Adding an identity set

Identity sets are used to help Faraday identify people in your data. With this information, you can create cohorts of your customers (or anyone else identified in your data) and outcomes to predict things about these individuals.

  1. In the dataset's Definition (default) tab, click + Add identity set to get started, which will open the new identity set window.

  2. Give your identity set a name.

  3. Next, match the properties that exist in your data in the Field in dataset column with the Faraday property names in the left column.

    💡 Not all property fields are required, but email and address are the most useful for identifying people. The more fields you include, the more likely to match the people are.

     

  4. Once you're done matching your properties, click Finish to save the identity set. If you need to edit or delete the identity set at any point, click the three dots (...) on the right.

Adding events

Events show Faraday how to recognize recurring (but not always recurring) actions taking place in your data, such as purchases, renewals, click events, upsells, etc. Dates are often the most useful piece of data for events.
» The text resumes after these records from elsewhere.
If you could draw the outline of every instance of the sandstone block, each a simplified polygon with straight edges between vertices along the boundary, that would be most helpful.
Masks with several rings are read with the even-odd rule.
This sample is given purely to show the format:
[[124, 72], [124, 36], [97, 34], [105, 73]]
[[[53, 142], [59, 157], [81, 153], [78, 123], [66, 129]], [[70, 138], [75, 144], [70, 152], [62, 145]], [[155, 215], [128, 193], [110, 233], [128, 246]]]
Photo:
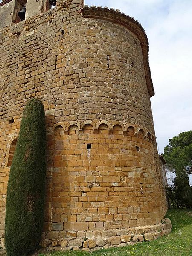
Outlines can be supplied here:
[[88, 230], [88, 222], [74, 222], [73, 230], [85, 231]]
[[93, 238], [93, 231], [87, 231], [86, 237], [89, 239], [92, 239]]
[[115, 230], [111, 230], [108, 231], [108, 236], [116, 236], [117, 233]]
[[90, 252], [90, 249], [89, 248], [85, 247], [85, 248], [83, 248], [82, 250], [84, 251], [85, 252]]
[[55, 250], [57, 251], [61, 251], [61, 246], [56, 246], [56, 247], [55, 247]]
[[77, 238], [83, 238], [85, 237], [85, 231], [77, 231]]
[[67, 231], [66, 237], [68, 238], [75, 238], [77, 236], [77, 232], [76, 231]]
[[96, 243], [93, 239], [88, 240], [88, 246], [89, 248], [94, 248], [96, 246]]
[[130, 241], [131, 241], [131, 235], [122, 235], [122, 236], [121, 236], [121, 241], [123, 243], [129, 242]]
[[98, 246], [102, 247], [106, 244], [105, 242], [101, 237], [98, 237], [96, 239], [95, 241], [96, 244]]
[[52, 246], [56, 246], [57, 245], [57, 241], [53, 241], [52, 242]]
[[128, 233], [128, 230], [127, 229], [117, 229], [116, 230], [116, 233], [119, 235], [126, 235]]
[[68, 244], [67, 240], [65, 239], [64, 239], [62, 240], [62, 241], [60, 243], [60, 245], [62, 248], [65, 248], [67, 247]]
[[144, 234], [144, 237], [145, 241], [152, 241], [153, 240], [153, 235], [151, 233], [146, 233]]
[[52, 230], [55, 231], [60, 231], [63, 230], [63, 222], [52, 223]]
[[81, 247], [83, 241], [82, 239], [76, 238], [71, 240], [69, 242], [69, 247]]
[[141, 235], [143, 233], [143, 230], [141, 227], [135, 227], [135, 230], [137, 235]]
[[83, 244], [83, 247], [88, 247], [88, 240], [85, 240]]
[[119, 244], [121, 243], [121, 239], [119, 236], [110, 237], [109, 241], [111, 245]]
[[125, 243], [121, 243], [120, 244], [119, 244], [119, 245], [117, 245], [117, 247], [123, 247], [123, 246], [127, 246], [127, 244], [125, 244]]
[[51, 240], [53, 239], [55, 239], [55, 238], [58, 238], [59, 232], [56, 231], [50, 231], [47, 233], [46, 236], [46, 238], [48, 240]]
Event streams that you define in datasets are available for selection when creating cohorts, which are then used to create outcomes, which then go on to help build your predictive pipelines.

  1. In the dataset's Definition (default) tab, click + Add an event to get started, which will open the new event window.

  2. Next, choose whether to add the event to an existing event stream, or create a new one. Since we're starting from scratch here, we're going to create a new one.

    💡 Unsure which option to select? Generally, if the new dataset you're creating contains event data that a previously-made dataset also includes, such as order or churn dates, you'll want to add this event to that existing event stream to keep your data clean.

     

  3. In the following screen, give your event a name and match the properties that exist in your data in the Field in dataset column with the Faraday property names in the left column. In this dataset, we're selecting the date that a customer made their first purchase as the date timestamp property. Not all properties are required, but if a property is selected, the corresponding Format field is required.

  4. Once you're done matching your properties, click Finish to save the event. If you need to edit or delete the event at any point, click the three dots (...) on the right.

Adding traits

Traits are interesting data points that can enhance the usefulness of your data in Faraday, but aren't used to identify a person or an event. For example, color of a product, whether a person owns or rents their home, hobbies, income, etc. These traits can be appended to pipelines, used to create cohorts, used for analysis, etc.

  1. In the dataset's Definition (default) tab, click + Add a trait to get started, which will open the new trait window.

  2. Next, give your trait a name.

  3. Lastly, choose the corresponding field in the dataset. For this example, we have a field in our data called couch_color that lists the color of couch that the customer purchased. We can use this down the line to add a personalized touch to our outreach.

  4. Once you're done adding your property, click Finish to save the trait. If you need to edit or delete the event at any point, click the three dots (...) on the right. Feel free to repeat this process as many times as you'd like for however many traits you think you might use for your predictions.

Once you've finished adding an identity set, event, and/or trait, click Save dataset to save it for use throughout Faraday.